En sus novelas, usted inventa palabras y construcciones gramaticales propias. ¿Cómo surgió eso en su estilo?

—La invención de palabras no resulta de una decisión. Yo soy un poeta que cuenta una historia. Mi territorio es el de la poesía, y de ahí la necesidad absoluta de recrear un lenguaje propio, un lenguaje que reinvente el mundo, por lo menos mi mundo. Debo decir que en Mozambique se vive, desde el punto de vista lingüístico, un momento muy feliz, porque se está asistiendo al desembarco de un pueblo a un idioma que no era sino vagamente familiar. Esas culturas africanas están tomando por asalto esa otra lengua, haciendo de ella una cosa que es íntima y esencial. De ese encuentro, de ese noviazgo, resultan momentos de poesía y creatividad que son irresistibles para un escritor.

Jesusalén
Jesusalén

¿Y cómo hacen sus traductores para arreglarse con esas palabras inventadas y los efectos de sentido que producen en portugués?

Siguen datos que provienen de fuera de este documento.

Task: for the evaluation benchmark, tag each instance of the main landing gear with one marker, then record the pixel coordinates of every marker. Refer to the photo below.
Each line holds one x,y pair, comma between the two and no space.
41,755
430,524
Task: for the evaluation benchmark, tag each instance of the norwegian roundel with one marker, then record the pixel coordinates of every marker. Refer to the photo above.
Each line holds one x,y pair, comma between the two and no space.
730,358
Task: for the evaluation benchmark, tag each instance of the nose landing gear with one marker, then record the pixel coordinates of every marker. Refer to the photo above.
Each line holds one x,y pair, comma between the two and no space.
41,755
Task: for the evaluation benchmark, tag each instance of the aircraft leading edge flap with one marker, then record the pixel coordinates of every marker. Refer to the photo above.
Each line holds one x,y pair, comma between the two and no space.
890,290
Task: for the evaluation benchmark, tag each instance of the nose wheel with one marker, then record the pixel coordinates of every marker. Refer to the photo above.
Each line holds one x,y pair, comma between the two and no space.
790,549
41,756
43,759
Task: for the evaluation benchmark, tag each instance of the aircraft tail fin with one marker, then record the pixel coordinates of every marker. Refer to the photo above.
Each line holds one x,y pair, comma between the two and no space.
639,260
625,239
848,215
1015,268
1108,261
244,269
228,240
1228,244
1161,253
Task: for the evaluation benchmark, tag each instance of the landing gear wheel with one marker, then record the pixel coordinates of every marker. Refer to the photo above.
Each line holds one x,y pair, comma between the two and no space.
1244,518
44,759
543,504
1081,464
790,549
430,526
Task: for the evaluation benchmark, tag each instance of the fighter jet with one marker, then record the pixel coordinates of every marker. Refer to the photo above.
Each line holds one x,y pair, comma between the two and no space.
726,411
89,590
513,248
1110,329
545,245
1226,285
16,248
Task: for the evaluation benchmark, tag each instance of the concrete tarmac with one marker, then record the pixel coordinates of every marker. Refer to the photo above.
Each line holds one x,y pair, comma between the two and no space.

—Muchas veces, esos neologismos que recreo inspirado en esa dinámica de intercambios entre culturas e idiomas, no encuentran equivalencia en otros idiomas. Los traductores proceden, entonces a un juego de dislocamiento y substitución. Con base en la lógica de la creatividad del texto, ellos inventan después en otros términos donde es posible la transgresión lingüística.

Al final de la entrevista, le pregunté al escritor por la que era, en aquel momento, su novela más reciente, Jesusalén, una de las que más me han gustado. Desde entonces, Couto publicó La confesión de la leona y las tres novelas de la Trilogía de Mozambique (en portugués, la trilogía se titula Las arenas del emperador), además de otras colecciones de relatos, una de ellas (El terrorista elegante y otras historias) en coautoría con el angolano José Eduardo Agualusa.

Jesusalén es una novela sobre el tiempo –respondió–, sobre aquello que yo llamo enfermedad del tiempo. El pasado es una especie de laberinto sin acceso, el presente no nos pertenece y lo que vendrá no llega nunca. Esa des-pertenencia es simbolizada por la historia de un viejo hombre que parece haber enloquecido y que dice a su familia que el mundo acabó y que por eso los conduce a un descampado en el fin de todo. Los hijos crecen sin contacto con nadie más y creen ser el último vestigio de la humanidad. Pero, en cierto momento, el mundo llega a ese escondite (que él, viejo loco, llama Jesusalén) e invade esa lejanía. Nada, en este mundo, puede dejar de pertenecer al mundo.